We can see that the non-parametric method also yielded a good estimate of the true mean and true standard deviation.

Let's apply this non-parametric approach to the gazoza demand data.

In [None]:
model2 = KernelDensity(bandwidth=1000, kernel='gaussian')

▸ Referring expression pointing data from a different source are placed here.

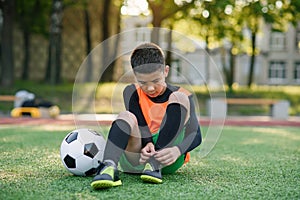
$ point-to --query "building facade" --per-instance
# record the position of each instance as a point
(278, 61)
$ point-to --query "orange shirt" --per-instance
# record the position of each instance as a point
(153, 112)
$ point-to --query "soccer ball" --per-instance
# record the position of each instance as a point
(81, 151)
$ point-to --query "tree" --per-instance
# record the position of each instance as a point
(162, 10)
(53, 71)
(109, 46)
(89, 72)
(31, 17)
(7, 57)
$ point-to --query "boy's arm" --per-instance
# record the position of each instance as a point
(193, 136)
(131, 101)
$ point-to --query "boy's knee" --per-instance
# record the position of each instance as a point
(180, 98)
(128, 117)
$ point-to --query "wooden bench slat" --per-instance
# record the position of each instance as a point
(7, 98)
(244, 101)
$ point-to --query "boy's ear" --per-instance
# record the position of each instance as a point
(167, 68)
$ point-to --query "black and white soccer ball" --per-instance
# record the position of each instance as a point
(81, 151)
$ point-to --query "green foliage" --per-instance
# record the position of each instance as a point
(247, 163)
(33, 15)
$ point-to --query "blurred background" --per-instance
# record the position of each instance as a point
(255, 44)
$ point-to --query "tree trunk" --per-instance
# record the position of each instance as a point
(252, 59)
(116, 41)
(26, 38)
(53, 71)
(107, 71)
(207, 61)
(89, 70)
(232, 70)
(7, 71)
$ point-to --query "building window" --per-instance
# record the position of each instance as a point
(277, 71)
(297, 72)
(278, 41)
(142, 35)
(176, 71)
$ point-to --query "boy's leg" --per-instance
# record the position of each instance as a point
(119, 139)
(176, 117)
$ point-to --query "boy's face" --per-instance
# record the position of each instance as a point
(153, 84)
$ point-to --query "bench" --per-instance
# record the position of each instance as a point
(217, 107)
(7, 98)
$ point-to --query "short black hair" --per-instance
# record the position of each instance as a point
(147, 58)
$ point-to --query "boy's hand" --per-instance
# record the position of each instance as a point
(168, 155)
(147, 152)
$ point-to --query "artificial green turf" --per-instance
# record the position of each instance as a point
(246, 163)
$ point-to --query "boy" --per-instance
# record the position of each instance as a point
(157, 130)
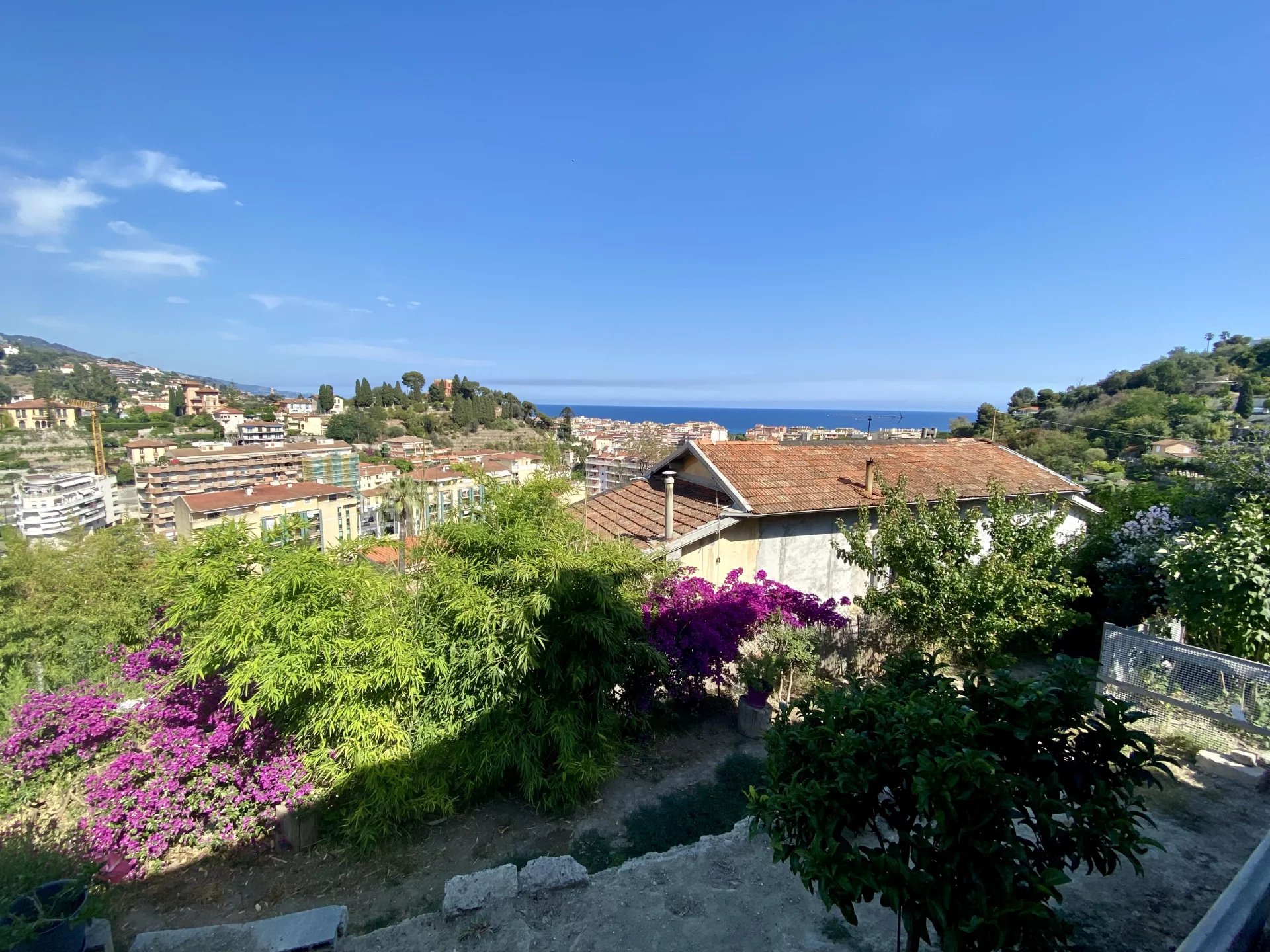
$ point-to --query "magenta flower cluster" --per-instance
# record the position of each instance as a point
(48, 729)
(700, 627)
(194, 777)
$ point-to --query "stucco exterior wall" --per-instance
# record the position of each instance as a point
(798, 550)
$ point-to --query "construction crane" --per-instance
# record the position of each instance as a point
(98, 447)
(870, 418)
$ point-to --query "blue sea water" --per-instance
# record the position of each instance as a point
(740, 419)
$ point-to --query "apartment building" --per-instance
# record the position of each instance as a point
(308, 424)
(42, 414)
(148, 452)
(451, 493)
(51, 504)
(405, 447)
(327, 514)
(230, 419)
(198, 397)
(607, 471)
(262, 433)
(190, 471)
(372, 476)
(520, 465)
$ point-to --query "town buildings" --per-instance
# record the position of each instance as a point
(775, 507)
(262, 433)
(51, 504)
(198, 397)
(42, 414)
(190, 471)
(324, 514)
(405, 447)
(606, 471)
(1176, 448)
(148, 452)
(230, 419)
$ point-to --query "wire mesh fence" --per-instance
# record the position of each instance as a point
(1216, 701)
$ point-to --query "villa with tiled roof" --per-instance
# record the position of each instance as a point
(775, 507)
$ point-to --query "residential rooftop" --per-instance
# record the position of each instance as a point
(259, 495)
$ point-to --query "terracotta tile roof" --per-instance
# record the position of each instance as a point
(34, 405)
(389, 554)
(259, 495)
(774, 477)
(638, 509)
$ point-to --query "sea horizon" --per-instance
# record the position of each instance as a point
(738, 419)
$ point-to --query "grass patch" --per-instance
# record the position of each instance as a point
(683, 816)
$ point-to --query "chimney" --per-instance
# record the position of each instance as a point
(669, 504)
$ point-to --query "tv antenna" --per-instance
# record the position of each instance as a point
(870, 418)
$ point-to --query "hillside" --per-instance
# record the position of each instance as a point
(40, 348)
(1201, 397)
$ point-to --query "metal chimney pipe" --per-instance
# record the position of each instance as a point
(669, 504)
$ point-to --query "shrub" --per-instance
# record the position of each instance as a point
(964, 807)
(700, 627)
(941, 579)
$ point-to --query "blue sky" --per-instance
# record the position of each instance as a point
(719, 204)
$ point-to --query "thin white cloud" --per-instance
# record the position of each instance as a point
(55, 324)
(273, 301)
(42, 207)
(371, 350)
(172, 262)
(122, 227)
(149, 168)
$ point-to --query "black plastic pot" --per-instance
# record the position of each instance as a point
(56, 908)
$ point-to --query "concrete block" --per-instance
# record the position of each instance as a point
(552, 873)
(1226, 768)
(314, 928)
(476, 890)
(752, 721)
(98, 937)
(1248, 758)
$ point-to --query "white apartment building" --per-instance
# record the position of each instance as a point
(262, 433)
(607, 471)
(51, 504)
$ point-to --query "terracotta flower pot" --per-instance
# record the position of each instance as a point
(56, 908)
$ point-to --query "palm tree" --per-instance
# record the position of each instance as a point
(404, 498)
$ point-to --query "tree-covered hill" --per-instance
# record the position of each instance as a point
(1191, 395)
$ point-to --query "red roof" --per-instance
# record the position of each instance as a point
(259, 495)
(638, 509)
(34, 405)
(775, 477)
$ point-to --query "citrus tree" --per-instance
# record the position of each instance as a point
(981, 578)
(962, 804)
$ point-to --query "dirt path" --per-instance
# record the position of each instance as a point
(408, 877)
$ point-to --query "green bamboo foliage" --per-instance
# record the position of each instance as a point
(498, 664)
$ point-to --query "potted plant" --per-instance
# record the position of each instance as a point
(759, 674)
(48, 920)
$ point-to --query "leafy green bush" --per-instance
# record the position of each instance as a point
(498, 666)
(982, 600)
(964, 805)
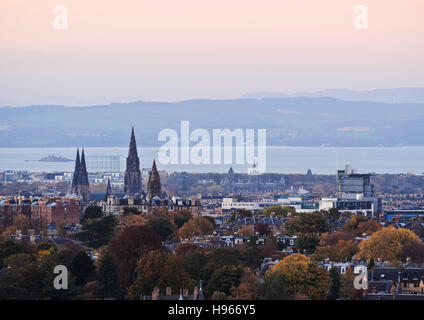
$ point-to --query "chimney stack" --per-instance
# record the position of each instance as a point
(155, 294)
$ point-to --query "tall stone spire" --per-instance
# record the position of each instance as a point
(132, 179)
(76, 172)
(108, 189)
(80, 185)
(154, 187)
(83, 177)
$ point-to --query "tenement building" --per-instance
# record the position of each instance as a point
(39, 211)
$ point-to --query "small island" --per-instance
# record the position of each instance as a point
(53, 158)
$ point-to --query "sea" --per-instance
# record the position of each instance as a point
(285, 160)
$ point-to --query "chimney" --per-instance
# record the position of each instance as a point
(155, 294)
(31, 235)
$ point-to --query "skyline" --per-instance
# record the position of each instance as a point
(173, 51)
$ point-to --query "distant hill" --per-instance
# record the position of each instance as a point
(289, 121)
(397, 95)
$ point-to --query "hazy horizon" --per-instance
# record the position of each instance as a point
(173, 51)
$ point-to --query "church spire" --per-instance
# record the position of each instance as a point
(132, 179)
(154, 187)
(108, 189)
(83, 177)
(76, 172)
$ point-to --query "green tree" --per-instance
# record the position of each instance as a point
(163, 227)
(108, 278)
(91, 212)
(8, 248)
(82, 268)
(335, 284)
(278, 211)
(314, 222)
(223, 279)
(182, 217)
(97, 232)
(307, 243)
(158, 269)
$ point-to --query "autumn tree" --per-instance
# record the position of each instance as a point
(248, 289)
(82, 268)
(97, 232)
(196, 227)
(181, 217)
(158, 269)
(108, 278)
(303, 277)
(278, 211)
(163, 227)
(387, 244)
(224, 278)
(307, 243)
(413, 251)
(129, 247)
(307, 223)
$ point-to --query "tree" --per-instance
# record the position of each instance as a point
(335, 284)
(7, 248)
(307, 243)
(82, 268)
(163, 227)
(248, 289)
(263, 229)
(97, 232)
(108, 278)
(196, 227)
(130, 210)
(352, 224)
(346, 290)
(387, 244)
(307, 223)
(274, 287)
(181, 217)
(414, 251)
(278, 211)
(21, 222)
(91, 212)
(129, 247)
(223, 279)
(158, 269)
(303, 278)
(182, 249)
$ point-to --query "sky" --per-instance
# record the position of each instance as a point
(171, 50)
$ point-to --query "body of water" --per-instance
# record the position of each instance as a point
(321, 160)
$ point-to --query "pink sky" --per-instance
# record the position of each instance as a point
(172, 50)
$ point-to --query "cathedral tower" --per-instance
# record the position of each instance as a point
(132, 180)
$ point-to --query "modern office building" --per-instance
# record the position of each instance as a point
(355, 193)
(107, 163)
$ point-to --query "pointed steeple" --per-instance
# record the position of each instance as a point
(132, 152)
(83, 177)
(132, 179)
(154, 187)
(108, 189)
(76, 173)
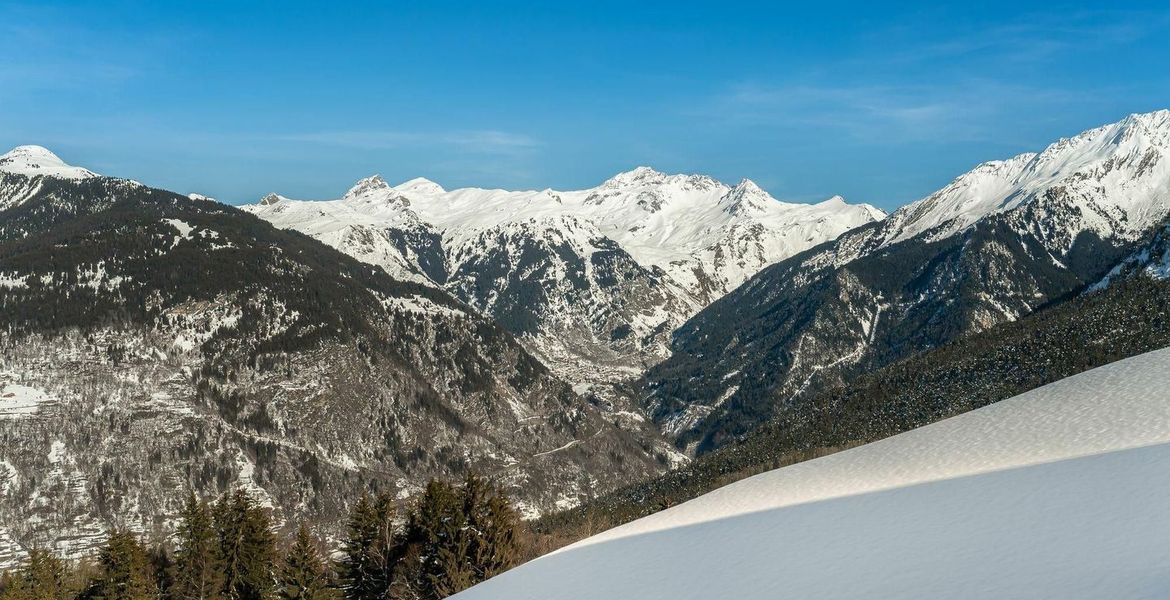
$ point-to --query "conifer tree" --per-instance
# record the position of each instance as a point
(197, 572)
(370, 549)
(493, 528)
(124, 571)
(247, 547)
(435, 529)
(41, 577)
(303, 576)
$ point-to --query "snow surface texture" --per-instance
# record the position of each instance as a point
(1058, 492)
(36, 160)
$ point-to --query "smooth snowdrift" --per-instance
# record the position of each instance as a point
(38, 160)
(1059, 492)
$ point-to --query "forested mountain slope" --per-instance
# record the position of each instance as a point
(155, 343)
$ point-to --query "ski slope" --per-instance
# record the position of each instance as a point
(1060, 492)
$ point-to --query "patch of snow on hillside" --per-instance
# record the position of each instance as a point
(18, 401)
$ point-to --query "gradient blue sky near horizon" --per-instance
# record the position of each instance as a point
(881, 104)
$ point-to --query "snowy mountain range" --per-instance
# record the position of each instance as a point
(592, 281)
(1053, 494)
(995, 245)
(156, 343)
(559, 342)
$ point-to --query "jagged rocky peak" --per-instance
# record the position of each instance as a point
(420, 185)
(372, 185)
(39, 160)
(747, 197)
(640, 176)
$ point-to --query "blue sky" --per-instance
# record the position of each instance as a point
(881, 104)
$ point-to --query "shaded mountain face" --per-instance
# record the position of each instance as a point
(996, 245)
(591, 281)
(156, 344)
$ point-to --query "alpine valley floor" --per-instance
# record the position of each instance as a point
(1058, 492)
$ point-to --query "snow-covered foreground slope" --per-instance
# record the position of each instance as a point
(1059, 492)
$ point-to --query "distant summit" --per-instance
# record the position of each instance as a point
(38, 160)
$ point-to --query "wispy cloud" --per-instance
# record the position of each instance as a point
(55, 54)
(887, 112)
(486, 142)
(1039, 36)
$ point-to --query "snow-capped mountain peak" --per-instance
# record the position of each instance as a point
(38, 160)
(640, 176)
(1117, 178)
(747, 198)
(367, 187)
(420, 185)
(632, 257)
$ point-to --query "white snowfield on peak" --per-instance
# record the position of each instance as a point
(1060, 492)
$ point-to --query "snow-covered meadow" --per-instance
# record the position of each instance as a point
(1059, 492)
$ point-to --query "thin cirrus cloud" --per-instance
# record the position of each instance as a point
(484, 142)
(887, 114)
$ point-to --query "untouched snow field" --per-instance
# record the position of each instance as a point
(1061, 492)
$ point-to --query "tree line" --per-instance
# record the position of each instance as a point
(451, 538)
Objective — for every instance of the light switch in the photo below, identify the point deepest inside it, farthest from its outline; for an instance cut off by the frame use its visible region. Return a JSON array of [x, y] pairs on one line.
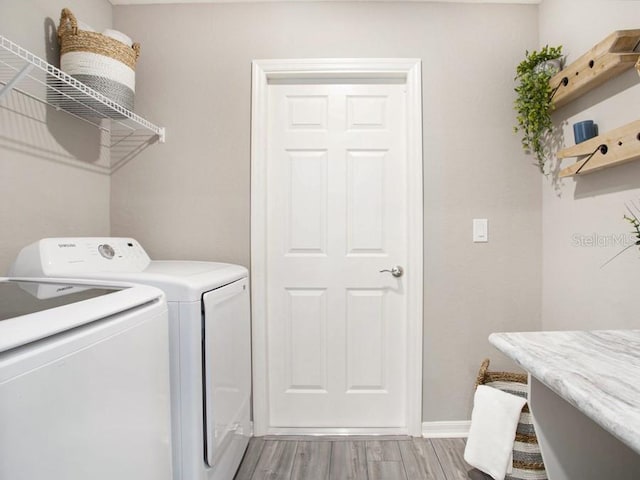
[[480, 230]]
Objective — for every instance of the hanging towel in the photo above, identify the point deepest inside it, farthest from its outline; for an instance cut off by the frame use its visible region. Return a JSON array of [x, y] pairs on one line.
[[494, 421]]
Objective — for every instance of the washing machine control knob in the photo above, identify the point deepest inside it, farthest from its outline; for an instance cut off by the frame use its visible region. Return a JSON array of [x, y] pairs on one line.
[[106, 251]]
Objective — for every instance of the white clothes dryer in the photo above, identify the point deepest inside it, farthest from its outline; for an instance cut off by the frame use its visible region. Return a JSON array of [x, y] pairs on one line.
[[84, 381], [209, 336]]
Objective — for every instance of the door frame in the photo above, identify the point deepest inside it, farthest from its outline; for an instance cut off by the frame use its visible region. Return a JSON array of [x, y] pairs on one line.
[[409, 72]]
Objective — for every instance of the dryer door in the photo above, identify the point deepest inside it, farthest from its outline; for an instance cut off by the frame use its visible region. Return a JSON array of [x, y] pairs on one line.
[[227, 366]]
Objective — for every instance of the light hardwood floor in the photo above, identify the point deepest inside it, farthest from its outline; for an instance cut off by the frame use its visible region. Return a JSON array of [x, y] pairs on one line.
[[353, 458]]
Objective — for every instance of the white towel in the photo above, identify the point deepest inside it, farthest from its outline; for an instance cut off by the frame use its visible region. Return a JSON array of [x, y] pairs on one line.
[[494, 421]]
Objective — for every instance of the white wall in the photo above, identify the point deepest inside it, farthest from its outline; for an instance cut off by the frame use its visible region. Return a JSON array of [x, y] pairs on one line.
[[577, 292], [51, 180], [189, 198]]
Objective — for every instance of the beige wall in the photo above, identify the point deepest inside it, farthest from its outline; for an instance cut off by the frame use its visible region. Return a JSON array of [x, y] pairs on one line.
[[51, 181], [577, 293], [189, 198]]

gazozaArray = gazoza.loc[:,'quantity'].values
gazozaArray = gazozaArray.reshape((len(gazozaArray),1))

model2.fit(gazozaArray)

In [None]:
# Plot the Histogram
plt.figure(figsize=(8, 6), dpi=80)
plt.hist(gazozaArray, bins = 25, edgecolor='black', alpha = 0.6, density = True, color = 'g') 

# Plot the PDF.
# values = np.asarray([value for value in range(200, 1600)])
# values = values.reshape((len(values), 1))
xmin4, xmax4 = plt.xlim()
x4 = np.linspace(xmin4, xmax4, 100)
x4 = x4.reshape((len(x4), 1))
pGazoza = model2.score_samples(x4)
pGazoza = np.exp(pGazoza)
title4 = "Fit results using Kernel Density Estimators for Gazoza Data"
plt.plot(x4[:], pGazoza)
plt.title(title4)

plt.show()

In [None]:
# Plot the Histogram
plt.figure(figsize=(8, 6), dpi=80)
plt.hist(gazozaTest['quantity'], bins = 25, edgecolor='black', alpha = 0.5, density = True, color = 'm') 
plt.hist(gazozaArray, bins = 25, edgecolor='black', alpha = 0.2, density = True, color = 'g') 

# Plot the PDF.
# values = np.asarray([value for value in range(200, 1600)])
# values = values.reshape((len(values), 1))
xmin4, xmax4 = plt.xlim()
x4 = np.linspace(xmin4, xmax4, 100)
x4 = x4.reshape((len(x4), 1))
pGazoza = model2.score_samples(x4)
pGazoza = np.exp(pGazoza)
title4 = "Fit results using Kernel Density Estimators for Gazoza Data"
plt.plot(x4[:], pGazoza)
plt.title(title4)

plt.show()

#### But, how can be use this non-parametric approach in the Newsvendor model?

- The critical value Cu/Cu+Co is equvalent to the area under the curve (AUC) of a probability desnity function to the left of the optimal order quanity. Thus, once we know the critical calue, we can find which order quantity gives an AUC of that value.